FINANCE Watch
コラム 瓦版一気読み~流用した機密費の出所は?

  情報は時とともに劣化する・・・

  【1面トップ】
  ●周回遅れのサバイバル
  日本国内には1万1,000もの旅行会社があり、“口銭”稼ぎにしのぎを削っている。

  もともと過剰状態なのだから、当然のことながら競争は厳しい。おまけに格安ツアーを売り物にした新興勢力が台頭。さらには、航空会社のチケット発券手数料の引き下げやネット直販の普及などで収益環境はますます悪化している。

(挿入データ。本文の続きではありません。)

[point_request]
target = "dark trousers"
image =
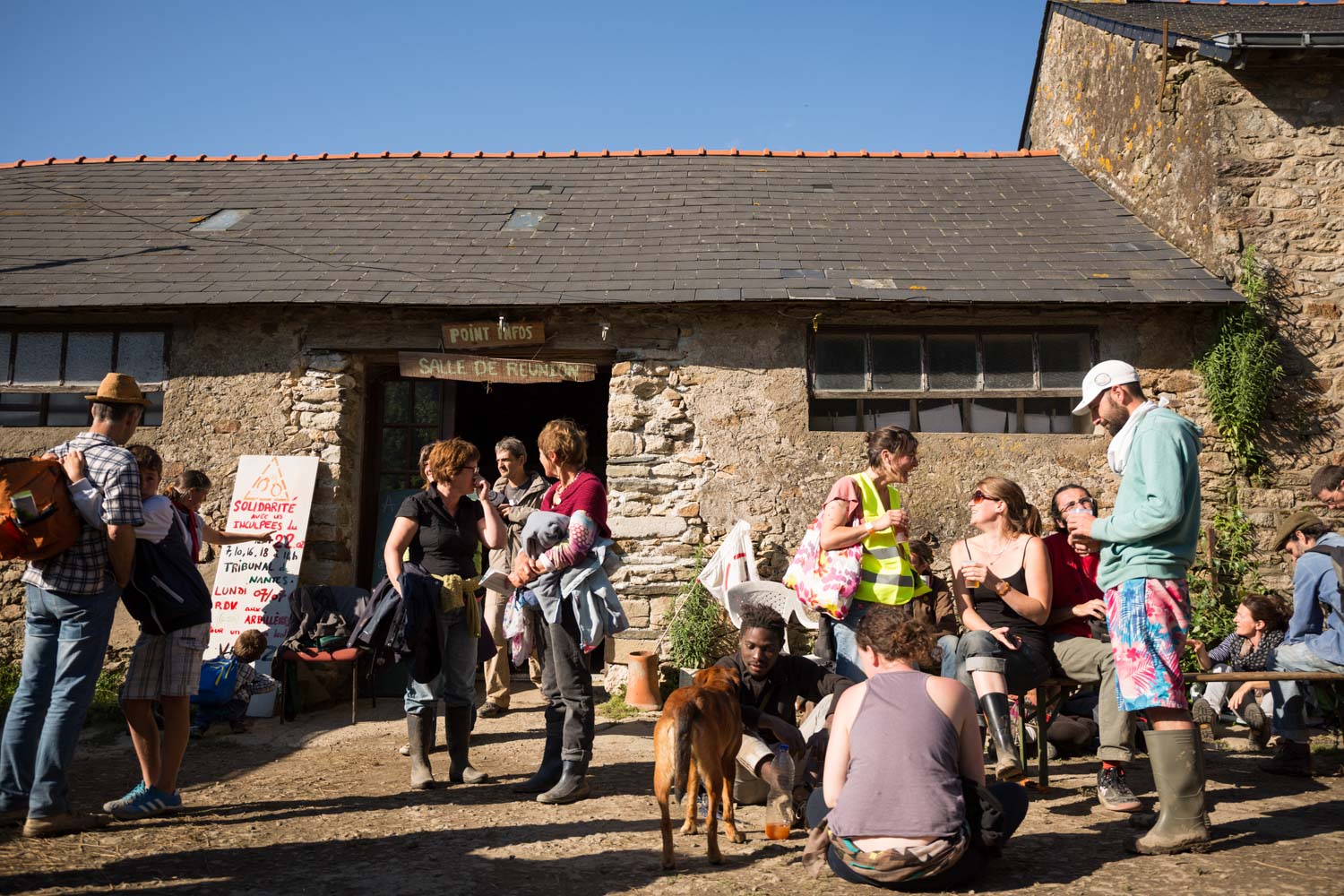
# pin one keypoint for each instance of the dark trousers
(567, 686)
(973, 861)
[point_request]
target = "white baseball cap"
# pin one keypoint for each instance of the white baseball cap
(1104, 376)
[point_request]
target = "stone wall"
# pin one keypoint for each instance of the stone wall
(707, 424)
(1217, 159)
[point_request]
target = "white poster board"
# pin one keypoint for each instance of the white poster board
(254, 579)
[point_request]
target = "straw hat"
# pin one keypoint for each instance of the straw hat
(118, 389)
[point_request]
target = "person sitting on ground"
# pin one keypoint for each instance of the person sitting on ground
(164, 668)
(247, 649)
(187, 493)
(903, 748)
(1322, 651)
(1004, 645)
(937, 608)
(771, 683)
(1258, 632)
(1075, 605)
(1328, 487)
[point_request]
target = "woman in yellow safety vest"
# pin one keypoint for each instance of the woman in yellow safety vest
(866, 508)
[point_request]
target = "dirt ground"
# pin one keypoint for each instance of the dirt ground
(322, 806)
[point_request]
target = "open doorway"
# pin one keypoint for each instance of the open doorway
(484, 417)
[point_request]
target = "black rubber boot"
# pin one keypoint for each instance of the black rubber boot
(999, 721)
(550, 771)
(572, 788)
(419, 734)
(459, 723)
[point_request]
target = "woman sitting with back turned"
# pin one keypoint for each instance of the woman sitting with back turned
(1002, 578)
(902, 762)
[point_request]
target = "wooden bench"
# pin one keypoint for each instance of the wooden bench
(1039, 712)
(1332, 678)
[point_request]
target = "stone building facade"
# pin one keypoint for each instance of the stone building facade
(1219, 150)
(702, 287)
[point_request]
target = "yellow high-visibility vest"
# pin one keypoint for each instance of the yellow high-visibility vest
(884, 573)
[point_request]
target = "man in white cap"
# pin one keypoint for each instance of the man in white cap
(1148, 544)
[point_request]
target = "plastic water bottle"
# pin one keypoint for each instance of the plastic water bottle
(780, 804)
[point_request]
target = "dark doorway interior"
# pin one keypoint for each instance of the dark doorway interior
(484, 417)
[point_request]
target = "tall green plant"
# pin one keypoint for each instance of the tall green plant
(1219, 584)
(1241, 371)
(699, 632)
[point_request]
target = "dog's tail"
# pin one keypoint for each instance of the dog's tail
(683, 758)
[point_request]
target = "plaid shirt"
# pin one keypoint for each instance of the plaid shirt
(86, 565)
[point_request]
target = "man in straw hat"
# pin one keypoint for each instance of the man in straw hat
(1314, 642)
(1148, 543)
(72, 599)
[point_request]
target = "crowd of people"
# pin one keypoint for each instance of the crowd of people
(918, 659)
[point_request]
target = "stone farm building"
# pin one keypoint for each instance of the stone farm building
(747, 314)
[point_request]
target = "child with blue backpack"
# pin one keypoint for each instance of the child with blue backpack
(236, 683)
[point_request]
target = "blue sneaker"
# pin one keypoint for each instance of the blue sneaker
(125, 801)
(147, 805)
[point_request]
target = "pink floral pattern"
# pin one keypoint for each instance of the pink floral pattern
(824, 579)
(1150, 622)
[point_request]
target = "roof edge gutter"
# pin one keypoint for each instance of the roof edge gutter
(1279, 39)
(1150, 35)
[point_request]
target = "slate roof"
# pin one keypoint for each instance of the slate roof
(618, 228)
(1210, 21)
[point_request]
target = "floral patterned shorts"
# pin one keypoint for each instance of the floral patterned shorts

  合従連衡の気運も高まらず、どうやって共倒れを防ぐのかと思っていたら、業界2位の近畿日本ツーリスト(9726)と第3位の日本旅行がようやく合併で合意。きょう正式発表、と日経が報じている。

  同様の記事は読売にも掲載(準トップ)されており、こちらの方は、JR西日本系のTiS(第11位)を加えた3社が「2段階で3社合併することで最終合意した」と報じている。ともあれ、他業界に比べ出遅れた分だけ再編の速度は、・・・速まるだろう。

  ◇“真っ当”な経済記事を最初に紹介したのは、当サイトが経済ニュースを中心とするサイトだから。読者の目下の最大関心事は、何と言っても公金ネコババ事件だろう。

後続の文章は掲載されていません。